As Vestas was enjoying headlines and the goodwill of the world back in May, Siemens Gamesa was quietly building something else at its blade plant in Aalborg, Northern Denmark: actual recyclable blades – not tinkering with a concept that could manifest ten years in the future, but rather a component set to be shipped a few hundred kilometers south for installation at RWE's offshore wind farm Kaskasi.
"It's important for us to put action behind words. When we announce something such as this, we want to be sure we have tested the product and will be able to quickly supply completed, high-quality blades to customers," says Torben Bang, Siemens Gamesa's country manager for Denmark and chief commercial officer of the group's service division.
"A bird in the hand is worth two in the bush," Bang says.
French legal requirement from next year
Even though the news is finally out, details on the new blades' origins remain sparse. Whereas Vestas' undertaking began in the spring of 2016 in cooperation with the Danish Technological Institute and has now gotten epoxy producer Olin on board, Siemens Gamesa says its development had only been underway for "less than a year", while any potential partners are undisclosed.

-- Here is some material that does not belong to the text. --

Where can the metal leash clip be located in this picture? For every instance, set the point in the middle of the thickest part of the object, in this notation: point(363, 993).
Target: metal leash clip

However, that marketing such blades is a matter of haste is clear – not only because of the blemished public relations value of photographs showing heaps of blades dumped in landfills; also because the industry risks being overtaken by state policy.
Several nations such as Germany have long made dumping spent blades illegal. Meanwhile, the French government further tightened legislation on the matter last year. Effective from July 1 next year, 90 percent of a wind turbine's total mass, including at least 35 percent of the rotor and epoxy-laminated blades, must either be repurposed or recycled – a difficult task of compliance for conventional blades.
Beyond RWE, two other customers have already signed on to receive Siemens Gamesa's new product, and both of these are active on the French market. Besides state-owned utility Électricité de France, the country's undisputed main offshore wind player, German utility Wpd, which develops wind power both on land and at sea in France, has announced its plans to deploy the OEM's new blade.
Comparable to the car
Bang says the issue basically centers on the intersection of climate and commerce because the climate-friendly status of wind turbines is no given matter.
"A clever person told me a few years back that the wind turbine industry would soon become an environmental burden. He relayed an anecdote about how the automobile was first seen a pure marvel when first invented because it removed all the pollution horses had the habit of dropping behind themselves when they were used for transportation in cities," the service COO says:
"Back then people didn't imagine that cars would one day become the problem. The point was that if we don't figure out what to do with thousands of used blades, then we'll be replaced one day with something cleaner than wind turbines."
Wants to be the solution
Customers are already starting to raise their standard for sustainability. For instance, Siemens Gamesa's largest customer for offshore wind turbines, Ørsted, introduced an immediate ban on landfilling end-of-life blades in June this year – and despite such actions clearly circumventing public policy, suppliers are nonetheless obliged to comply if they want retain customers.
Although behind the business, there's also a softer aspect of this development:
"We have long had a burning desire to remove the hitherto environmental challenge of blades. As a company – and as a sector, I think it's fair to speak on behalf of – we are enormously focused on not being a problem because we actually want to be a solution," Bang states.